From Mrs. Beeton’s Book of Household Management. In 1851 Isabella Mary Mayson was sent to boarding school in Heidelberg, where she learned to speak German and French. Five years later she married Samuel Beeton, a publisher who acquired the British rights to Uncle Tom’s Cabin and then launched The Englishwoman’s Domestic Magazine, at which she worked as an “editress” and for which she wrote articles that grew into this book.
As with the commander of an army or the leader of any enterprise, so is it with the mistress of a house. Her spirit will be seen through the whole establishment, and just in proportion as she performs her duties intelligently and thoroughly, so will her domestics follow in her path. Of all those acquirements, which more particularly belong to the feminine character, there are none which take a higher rank, in our estimation, than such as enter into a knowledge of household duties, for on these are perpetually dependent the happiness, comfort, and well-being of a family.
Early rising is one of the most essential qualities which enter into good household management, as it is not only the parent of health, but of innumerable other advantages.

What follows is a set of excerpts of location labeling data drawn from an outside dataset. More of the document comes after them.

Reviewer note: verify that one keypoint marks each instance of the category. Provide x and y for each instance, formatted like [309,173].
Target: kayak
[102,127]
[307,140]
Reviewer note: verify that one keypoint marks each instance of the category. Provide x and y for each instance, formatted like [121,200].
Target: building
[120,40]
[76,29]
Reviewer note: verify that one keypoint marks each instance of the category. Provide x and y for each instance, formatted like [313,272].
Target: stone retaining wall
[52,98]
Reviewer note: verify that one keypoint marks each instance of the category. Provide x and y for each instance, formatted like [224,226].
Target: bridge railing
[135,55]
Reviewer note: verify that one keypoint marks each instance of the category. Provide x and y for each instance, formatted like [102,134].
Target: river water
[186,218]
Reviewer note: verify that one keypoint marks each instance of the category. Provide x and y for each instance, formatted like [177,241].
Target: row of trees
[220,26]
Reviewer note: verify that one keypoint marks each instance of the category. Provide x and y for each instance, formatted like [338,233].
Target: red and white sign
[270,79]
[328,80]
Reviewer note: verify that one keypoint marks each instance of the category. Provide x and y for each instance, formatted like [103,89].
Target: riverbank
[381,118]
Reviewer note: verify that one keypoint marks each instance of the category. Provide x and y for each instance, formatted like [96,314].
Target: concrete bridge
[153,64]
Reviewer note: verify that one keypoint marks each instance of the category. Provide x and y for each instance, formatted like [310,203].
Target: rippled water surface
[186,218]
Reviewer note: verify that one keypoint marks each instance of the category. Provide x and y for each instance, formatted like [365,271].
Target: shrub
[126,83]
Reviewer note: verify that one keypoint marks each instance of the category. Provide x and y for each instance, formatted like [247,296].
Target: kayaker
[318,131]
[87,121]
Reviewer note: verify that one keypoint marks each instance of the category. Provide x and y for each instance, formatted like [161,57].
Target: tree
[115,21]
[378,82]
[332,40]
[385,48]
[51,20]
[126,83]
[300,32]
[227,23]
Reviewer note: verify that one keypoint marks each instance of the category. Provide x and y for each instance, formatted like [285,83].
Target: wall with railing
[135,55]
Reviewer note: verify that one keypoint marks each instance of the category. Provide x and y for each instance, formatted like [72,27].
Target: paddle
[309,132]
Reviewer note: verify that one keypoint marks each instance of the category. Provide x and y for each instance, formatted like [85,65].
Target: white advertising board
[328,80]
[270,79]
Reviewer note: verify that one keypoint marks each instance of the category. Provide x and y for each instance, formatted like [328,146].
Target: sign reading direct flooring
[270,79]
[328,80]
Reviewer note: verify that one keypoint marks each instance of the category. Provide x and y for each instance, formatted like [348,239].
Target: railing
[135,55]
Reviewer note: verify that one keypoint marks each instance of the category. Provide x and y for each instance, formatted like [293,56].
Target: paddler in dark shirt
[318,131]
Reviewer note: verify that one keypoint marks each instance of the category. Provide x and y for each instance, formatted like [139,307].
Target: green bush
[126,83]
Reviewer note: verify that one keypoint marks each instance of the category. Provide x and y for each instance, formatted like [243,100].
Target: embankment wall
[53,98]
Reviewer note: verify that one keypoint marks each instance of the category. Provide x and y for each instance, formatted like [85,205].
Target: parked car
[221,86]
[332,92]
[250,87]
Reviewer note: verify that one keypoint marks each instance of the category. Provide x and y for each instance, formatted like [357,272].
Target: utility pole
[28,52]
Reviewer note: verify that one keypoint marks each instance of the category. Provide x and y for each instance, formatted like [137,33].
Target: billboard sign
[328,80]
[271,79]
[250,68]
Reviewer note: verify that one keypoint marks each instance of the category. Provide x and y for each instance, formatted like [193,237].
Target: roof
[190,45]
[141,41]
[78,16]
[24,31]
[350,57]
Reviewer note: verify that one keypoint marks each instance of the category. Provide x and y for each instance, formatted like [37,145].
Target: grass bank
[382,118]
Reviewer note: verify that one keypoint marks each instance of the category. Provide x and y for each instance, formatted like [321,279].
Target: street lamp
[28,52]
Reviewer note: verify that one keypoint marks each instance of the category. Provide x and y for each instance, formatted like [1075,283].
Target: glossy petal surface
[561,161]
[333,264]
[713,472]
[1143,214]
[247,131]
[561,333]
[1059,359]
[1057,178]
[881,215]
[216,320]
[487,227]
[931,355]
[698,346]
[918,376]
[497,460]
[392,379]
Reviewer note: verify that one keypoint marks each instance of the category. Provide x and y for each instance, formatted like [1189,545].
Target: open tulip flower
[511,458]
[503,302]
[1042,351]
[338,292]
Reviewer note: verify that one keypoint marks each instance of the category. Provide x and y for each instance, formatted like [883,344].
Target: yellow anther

Indeed, when a mistress is an early riser, it is almost certain that her house will be orderly and well managed. On the contrary, if she remains in bed till a late hour, then the domestics, who invariably partake somewhat of their mistress’ character, will surely become sluggards.
Cleanliness is also indispensable and must be studied both in regard to the person and the house and all that it contains. Cold or tepid baths should be employed every morning, unless, on account of illness or other circumstances, they should be deemed objectionable.
The choice of acquaintances is very important to the happiness of a mistress and her family. A gossiping acquaintance, who indulges in the scandal and ridicule of her neighbors, should be avoided as a pestilence. If the duties of a family do not sufficiently occupy the time of a mistress, society should be formed of such a kind as will tend to the mutual interchange of general and interesting information.
Good temper should be cultivated by every mistress, as upon it the welfare of the household may be said to turn; indeed, its influence can hardly be overestimated, as it has the effect of molding the characters of those around her and of acting most beneficially on the happiness of the domestic circle. Every head of a household should strive to be cheerful and should never fail to show a deep interest in all that appertains to the well-being of those who claim the protection of her roof.